Faça, hoje, sua experiência de oração num lugar muito especial – no Coração de Jesus, aberto pela lança. Este lugar é por assim dizer o “novo templo”, o “novo santuário” da presença de Deus. Entre como você é, com a sua verdade, com toda a confiança... sem medo... a porta está aberta... Sinta o calor e o carinho do abraço acolhedor deste Coração que tanto ama. Se entregue... não coloque resistências... Ele é paz, amor, misericórdia, perdão.
Graça a pedir: - Um coração simples, reto, transparente, sem dobras, sem maldade, que cada dia vá ficando mais parecido com o Coração de Cristo.

Textos para oração: - Jo 19, 33 – 34; MT 11, 28 – 30.
Leia pausadamente os textos.

1º Ponto: “Um soldado abriu-lhe o lado com um golpe de lança. Imediatamente jorrou sangue e água.”
O Coração de Jesus é um coração que ama, que se abre aos outros, que acolhe. Na Bíblia a palavra “coração” é a que mais aparece: 834 vezes. A palavra coração designa, mais do que sentimentos, a sede das opções, das decisões, das avaliações.
O coração é o centro da vida afetiva ( o coração geme, alegra-se)... é do coração que parte o amor, a capacidade de amar, por isso dizemos que Deus é amor. O coração é o símbolo do amor, da interioridade... O coração de Jesus transpassado é o símbolo máximo do amor que se dá, se entrega é a imagem perfeita de Deus que é amor.
Aí bem juntinho do Coração de Jesus, sinta como Ele pulsa e por quem Ele pulsa... Vai contemplando cada gesto, cada atitude, cada palavra, cada um dos mistérios de sua vida terrestre. Jesus fez questão de revelar-nos a qualidade do seu amor.
“Mas vós quereis que a verdade esteja em mim e a sabedoria me ensinais na intimidade”
( Sl 51, 8 ).

2º Ponto: Venham para mim todos vocês que estão cansados de carregar o peso do seu fardo, e eu lhes darei descanso... e aprendei de Mim, porque sou manso e humilde de coração...

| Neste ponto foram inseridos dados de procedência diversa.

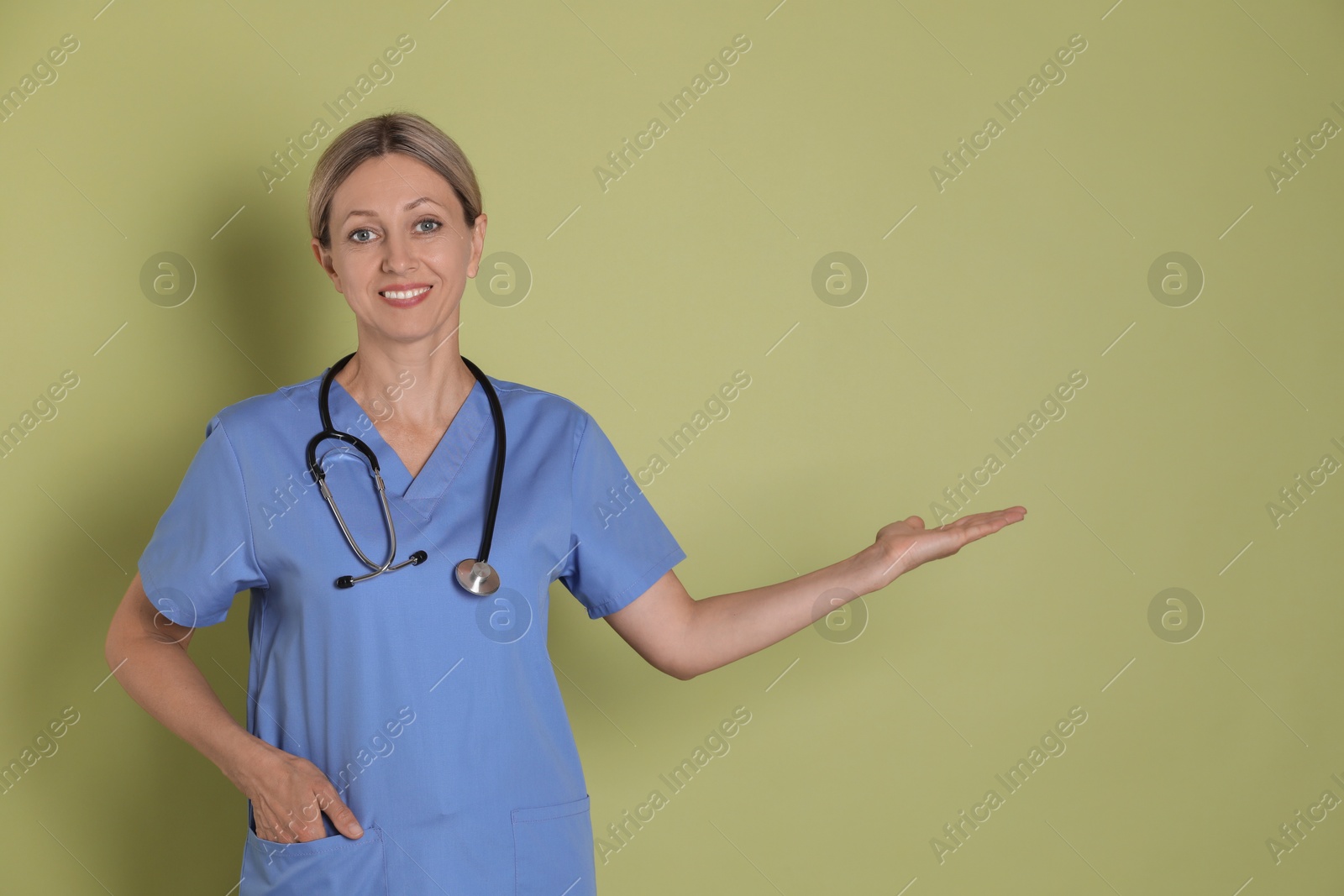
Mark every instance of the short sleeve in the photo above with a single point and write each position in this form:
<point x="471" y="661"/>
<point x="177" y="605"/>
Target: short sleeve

Jesus deseja aliviar a emoção do peso das mágoas... dos rancores... do ódio... dos complexos de inferioridade... dos sentimentos de culpa. Coloque para Jesus os fardos que você carrega... Aquilo que pesa... Converse com Ele ... Ele pode aliviar e ajudar você a carregar. Ele veio para nos ensinar a amar... a perdoar... Ele veio para que todos tenham vida e a tenham plenamente e não pedacinhos de vida.

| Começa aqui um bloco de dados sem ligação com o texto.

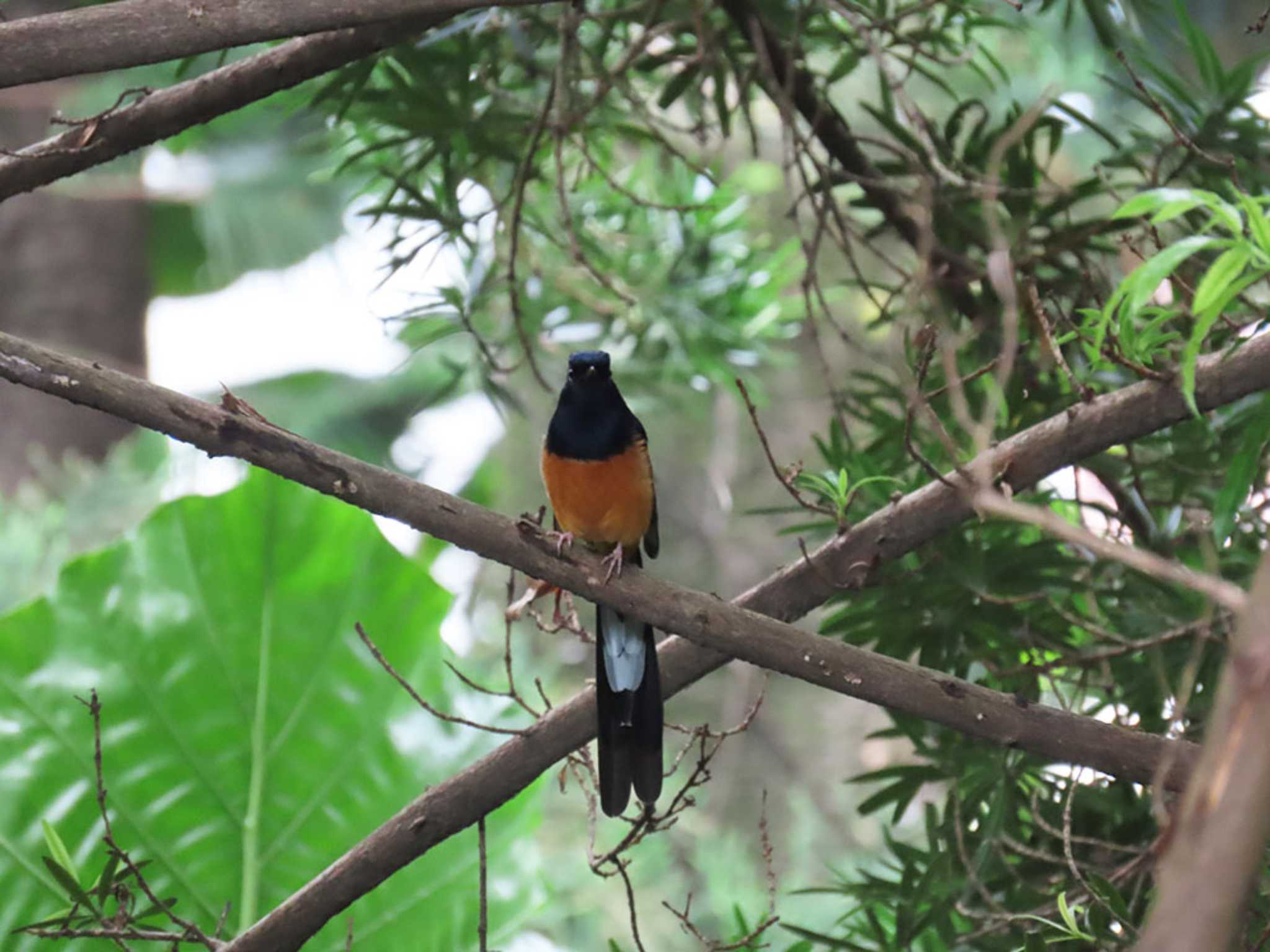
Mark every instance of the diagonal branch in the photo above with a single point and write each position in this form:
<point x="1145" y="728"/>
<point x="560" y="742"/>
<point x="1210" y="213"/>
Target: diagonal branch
<point x="1215" y="844"/>
<point x="1220" y="591"/>
<point x="138" y="32"/>
<point x="195" y="102"/>
<point x="717" y="628"/>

Jesus tem um coração manso e humilde. Ele viveu conflitos, dificuldades, mas enfrentou-os com a disposição de coração que caracteriza os “mansos”. Enfrentou a força do mal, não fugiu para longe do mundo e dos problemas das pessoas. Jesus tem um coração manso porque se fez pequeno, escolheu o último lugar, pôs-se a serviço das pessoas e assumiu a atitude de escravo. Este é o jugo que ele propõe para os seus discípulos.
Mansa é a pessoa reta, justa, que embora ciente de seus limites, não se exalta, não se enfurece e não agride.
No Coração de Jesus não há lugar para os soberbos, para a empáfia, inveja, opressão, mando, auto-suficiência...
Aproveite este momento para confrontar com Jesus sua vida... a quantas andam sua humildade e mansidão... Suplique algumas vezes: “Jesus manso e humilde de coração fazei meu coração semelhante ao vosso”.

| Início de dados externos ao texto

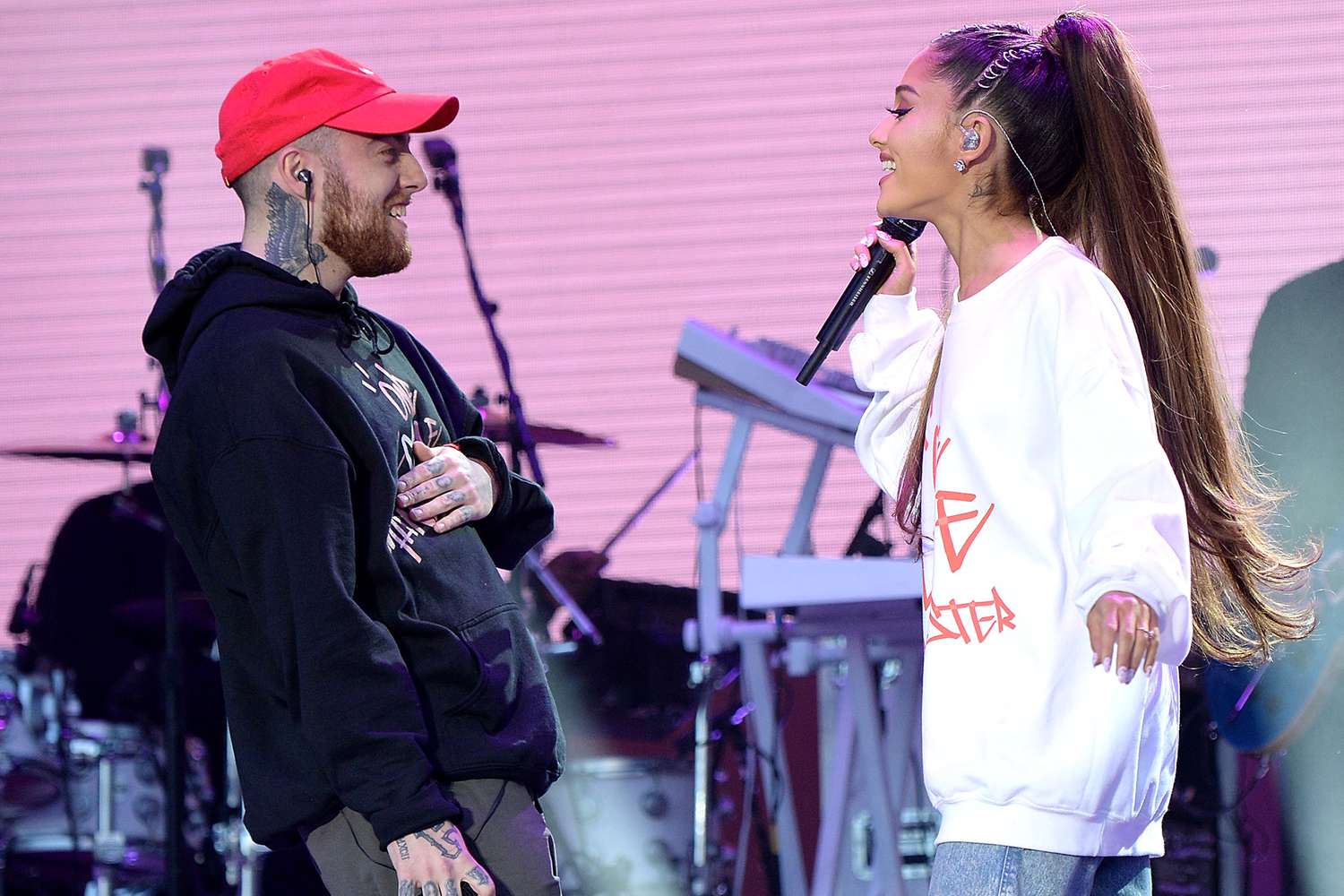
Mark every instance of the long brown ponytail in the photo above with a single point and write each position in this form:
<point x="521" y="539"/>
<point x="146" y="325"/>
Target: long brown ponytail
<point x="1075" y="108"/>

Recorde “saboreando internamente” as palavras ... as frases... procurando escutar o que Jesus lhe fala ao coração. Expresse ao Senhor também este desejo:

Senhor Jesus, concede-me por tua bondade, misericórdia e compaixão um coração manso e humilde parecido com o teu. Acolha-me na tua escola para que eu aprenda contigo a amar, a ser bondoso/a, a perdoar de coração, a não ser surdo/a ao grito dos irmãos, a construir a paz, a ter uma palavra de ânimo e incentivo aos tristes e desanimados, a cantar sempre as tuas maravilhas, mesmo que faça escuro em meu caminho. Amém!

Terminada a oração, faça o seu agradecimento e louvor ao Coração de Jesus pelos momentos passados em sua companhia, no seu Coração, pelas iluminações, luzes e graças experimentadas nesta oração e conclua rezando o Pai-Nosso.